I just finished watching episode 18 of season 2 of GrownIsh, wherein several of the young ladies came to realize that they are compromising in their relationships. Word?! Oddly this was super refreshing to me. As a 51 year old woman, I honestly felt as if this was something specific to my generation. Apparently not. This show is focused on millennials…. shoot, maybe even younger than millennials! Anyway ~ I love it.
Looking back, I’m not quite sure where this began for me… the inclination to choose the needs/desires of others over myself, but I am knee deep in it.

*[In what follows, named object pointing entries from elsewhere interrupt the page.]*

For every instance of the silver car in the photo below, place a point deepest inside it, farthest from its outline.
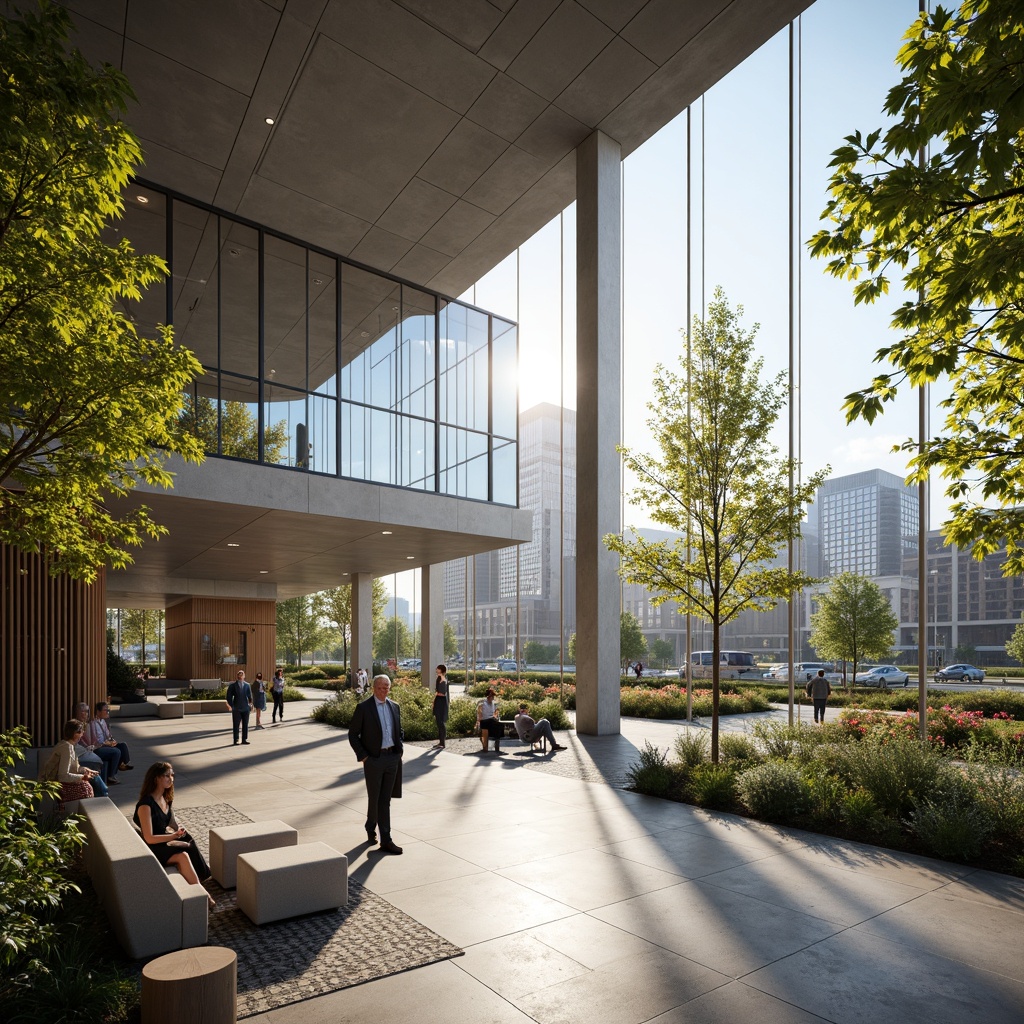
(966, 673)
(883, 676)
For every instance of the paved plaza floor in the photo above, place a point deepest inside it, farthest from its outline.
(578, 901)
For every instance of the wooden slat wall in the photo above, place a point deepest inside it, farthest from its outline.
(52, 645)
(221, 620)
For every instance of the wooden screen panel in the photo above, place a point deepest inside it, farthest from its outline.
(52, 645)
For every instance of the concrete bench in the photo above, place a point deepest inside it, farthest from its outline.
(151, 910)
(291, 881)
(228, 841)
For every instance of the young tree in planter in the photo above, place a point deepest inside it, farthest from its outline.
(949, 228)
(338, 610)
(87, 406)
(854, 621)
(301, 626)
(717, 481)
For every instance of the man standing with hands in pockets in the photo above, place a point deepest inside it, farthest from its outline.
(240, 699)
(376, 737)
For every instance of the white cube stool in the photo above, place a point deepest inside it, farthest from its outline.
(291, 881)
(228, 841)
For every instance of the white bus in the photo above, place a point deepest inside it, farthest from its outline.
(731, 665)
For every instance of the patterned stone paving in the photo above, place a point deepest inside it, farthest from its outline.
(290, 961)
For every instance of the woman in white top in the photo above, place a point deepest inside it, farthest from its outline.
(486, 716)
(77, 781)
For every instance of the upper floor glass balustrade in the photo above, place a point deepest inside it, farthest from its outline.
(317, 365)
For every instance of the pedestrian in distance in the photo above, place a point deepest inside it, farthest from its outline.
(259, 698)
(440, 706)
(819, 689)
(240, 699)
(278, 694)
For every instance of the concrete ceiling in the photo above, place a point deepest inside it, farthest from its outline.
(426, 138)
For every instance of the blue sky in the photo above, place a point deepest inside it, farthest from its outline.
(847, 66)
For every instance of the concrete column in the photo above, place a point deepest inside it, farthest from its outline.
(363, 623)
(431, 621)
(598, 411)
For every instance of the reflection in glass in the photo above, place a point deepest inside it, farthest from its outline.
(239, 298)
(505, 359)
(285, 327)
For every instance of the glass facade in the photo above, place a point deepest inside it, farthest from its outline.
(312, 364)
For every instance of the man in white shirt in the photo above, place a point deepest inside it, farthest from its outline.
(376, 736)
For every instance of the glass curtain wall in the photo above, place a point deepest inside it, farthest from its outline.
(725, 196)
(312, 364)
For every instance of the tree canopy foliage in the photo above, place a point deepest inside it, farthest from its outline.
(854, 621)
(718, 481)
(87, 406)
(948, 224)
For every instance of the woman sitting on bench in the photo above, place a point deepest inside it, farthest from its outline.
(155, 817)
(486, 717)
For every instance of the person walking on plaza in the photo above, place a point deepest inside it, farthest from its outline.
(240, 699)
(440, 707)
(278, 694)
(97, 733)
(819, 689)
(259, 698)
(376, 736)
(532, 732)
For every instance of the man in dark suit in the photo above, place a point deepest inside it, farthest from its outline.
(240, 699)
(376, 737)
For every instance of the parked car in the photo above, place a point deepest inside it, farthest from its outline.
(883, 676)
(803, 671)
(967, 673)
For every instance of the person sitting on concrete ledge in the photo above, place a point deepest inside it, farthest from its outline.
(486, 717)
(532, 732)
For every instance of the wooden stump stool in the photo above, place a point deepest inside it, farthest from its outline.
(198, 985)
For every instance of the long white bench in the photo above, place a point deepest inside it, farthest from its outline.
(152, 910)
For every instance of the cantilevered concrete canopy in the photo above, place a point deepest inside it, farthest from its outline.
(427, 138)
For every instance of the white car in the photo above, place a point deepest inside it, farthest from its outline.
(883, 676)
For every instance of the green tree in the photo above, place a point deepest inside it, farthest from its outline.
(87, 406)
(632, 643)
(239, 429)
(140, 627)
(854, 621)
(392, 639)
(948, 225)
(337, 607)
(719, 482)
(1015, 645)
(301, 625)
(663, 651)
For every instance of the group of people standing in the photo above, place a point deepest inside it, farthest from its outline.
(243, 698)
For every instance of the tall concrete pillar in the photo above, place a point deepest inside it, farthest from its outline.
(363, 622)
(598, 417)
(431, 621)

I’m actually was made aware of it roughly a year ago in therapy. And honestly, it’s still something I’m struggling with and working on. In fact, I was doing pretty ok for a while but amid life changes had begun to regress. Clearly there is a lot of work still to be done. This show (which originally aired months ago) was a reminder of that work.
And then episode 19 began. Kind of a continuation of 18. And I’m a bit floored that women, regardless of age, are quite plagued by this need to cater to their other half, be it boyfriend, husband or girlfriend, often putting our own desires aside and catering to theirs.
Coincidentally, I am listening to the book “The Dance of Intimacy“. I first learned of it while listening to the podcast Therapy for Black Girls w/Dr. Joy. Episode 125 “Maintaining Freedom While In Relationships” is right on topic. (Perhaps this is not of coincidence at all! I hear you Lord.) Dr. Joy’s guest was Dr. Maria Dominguez, LMFT who recommended the book. I listened to the book sample and was sold!
Now off the bat, I was like ‘was this book written in 1966?!’. But this just added to my shocking revelation that this situation is not just one of my age category, nor the one just prior, nor the one right after. In the sample, the author Harriet Lerner mentioned something about how ‘tending to relationships’ is ‘women’s work’. Say word?! She went on to explore it a bit in the sample, but one line stuck out to me: ‘Men must BE somebody, women must FIND somebody’… this is what we are taught. And this seemingly is what we embody when doing for others at the expense of ourselves. Because once we find that somebody, we often hold on to them!
I’m still listening to the book and will probably have more to say about it in blogs to come. But for now I’m gonna just trip on this uncanny connection between generations.